The 2021 summer transfer window officially opened yesterday, and many deem it to be one of the most important for Milan in many a year.
The Rossoneri managed to not only secure a return to the Champions League after a seven-year absence, but they also secured a second-placed finish with the 2-0 victory against Atalanta in the final round of the season, the club’s highest since the 2011-12 campaign.
After mounting a Scudetto challenge for most of the season despite numerous injury problems and the subsequent selection crises, the general consensus is that Paolo Maldini and Ricky Massara certainly do not need to overhaul the squad, but rather add complimentary pieces and bolster depth where possible.
However, certain situations have arisen that force them to act decisively. Now the dust has settled after Hakan Calhanoglu’s decision to cross the Navigli and join rivals Internazionale, attention must turn to how Stefano Pioli will have to work with in the attacking department next season.
In addition to adding two new full-backs, a central midfielder and securing the returns of useful players like Sandro Tonali and Brahim Diaz, there is no doubting that securing a quality number 10 is of paramount importance. What is interesting though is that nothing absolutely concrete has come out about who could be targeted to replace the Turk.
Several reliable sources have reported that Milan are in no rush to sign a new attacking midfielder despite the fact that preseason begins on July 8, but instead the management are likely to monitor the situation of the big clubs and their potential cast-offs, with players like Hakim Ziyech of Chelsea, Rafinha of PSG and James Rodriguez of Everton all mentioned.
Perhaps the most striking thing about the players linked is that none of them seem to be an obvious fit. The strongest rumours have been regarding a potential €10m swoop for James Rodriguez, but that in itself is a head scratcher. The Colombian has name value and unquestionable ability, but a questionable injury record that comes with a high salary and doubts about whether he can play the 10 role in the way that Pioli wants with regards to defensive coverage.
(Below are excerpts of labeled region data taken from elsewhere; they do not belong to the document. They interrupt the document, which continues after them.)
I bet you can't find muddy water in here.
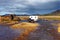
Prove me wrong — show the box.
[0,20,60,40]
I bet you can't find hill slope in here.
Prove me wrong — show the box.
[45,10,60,16]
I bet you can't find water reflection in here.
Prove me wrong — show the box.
[0,20,60,40]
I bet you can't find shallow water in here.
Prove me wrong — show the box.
[0,20,60,40]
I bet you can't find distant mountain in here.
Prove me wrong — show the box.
[44,10,60,16]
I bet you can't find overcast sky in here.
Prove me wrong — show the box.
[0,0,60,15]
Ziyech seems to be one that has most united the fanbase in terms of him being a good potential option for the role, but he is coming off the back of a confidence-denting season with Chelsea and given they paid over €40m to sign him from Ajax, there has to be a doubt about the big investment that would be needed to bring him to Italy, unless a loan with option were possible.
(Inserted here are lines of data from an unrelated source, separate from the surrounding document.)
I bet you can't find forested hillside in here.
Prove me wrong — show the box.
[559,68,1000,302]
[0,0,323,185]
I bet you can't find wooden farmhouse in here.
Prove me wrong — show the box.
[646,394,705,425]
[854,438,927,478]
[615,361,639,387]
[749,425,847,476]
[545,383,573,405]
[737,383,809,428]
There is an almost unanimous agreement that Rafinha of PSG would not bring the quality needed to make a real impact, especially after he struggled to do so at Inter, while the links with other profiles such as Papu Gomez and Josip Ilicic throw up question marks about Elliott Management’s philosophy given their age.
One profile stands out above the rest at the moment: Marcel Sabitzer of RB Leipzig. There is no doubting the quality that the Austria captain possesses as he has been one of the best creative players in the Bundesliga for some time now, having amassed 52 goals and 42 assists from 227 appearances for Leipzig.
Not only that, but he is used to a pressing system and knows how to contribute in both phases of play, which is something that made Calhanoglu a sort of ‘comfort blanket’ for Pioli. Given that his contract expires in 2022, and that he has a low salary, there are definitely implications that it could be a cut-price deal too.
There is a very strong possibility however that the name Maldini and Massara really want ahead of next season has not made it to the newspaper headlines just yet, such is the fluid nature of the mercato. It must also be said that taking time over the decision is a right they have earned based on previous business (look at the Tomori deal, for example) and throwing caution to the wind could prove to be incredibly beneficial.
Why? Well the reasons are two-fold. The first is that this summer – more so than any that have preceded – promises to be one of opportunity, where certain chances to secure quality players through advantageous formulas arise out of nowhere. A lot of big clubs need to sell or at least lighten their wage bill, and Milan can benefit from that.
The second reason is that this is a signing that Maldini simply cannot afford to get wrong. The beating heart of Pioli’s 4-2-3-1 system and the way that the team play – that is pressing hard to win the ball back high up the pitch and countering quickly – revolves around the double pivot and having a number 10 who can pull the strings.
Two months is a long time when it comes to the transfer window, as Milanisti know better than anyone. Yes, in an ideal world the entire squad would be in place for the start of preseason in six days, but that isn’t how things work. Not all of the pieces in a jigsaw are inserted simultaneously, but the most satisfaction always comes from that final piece.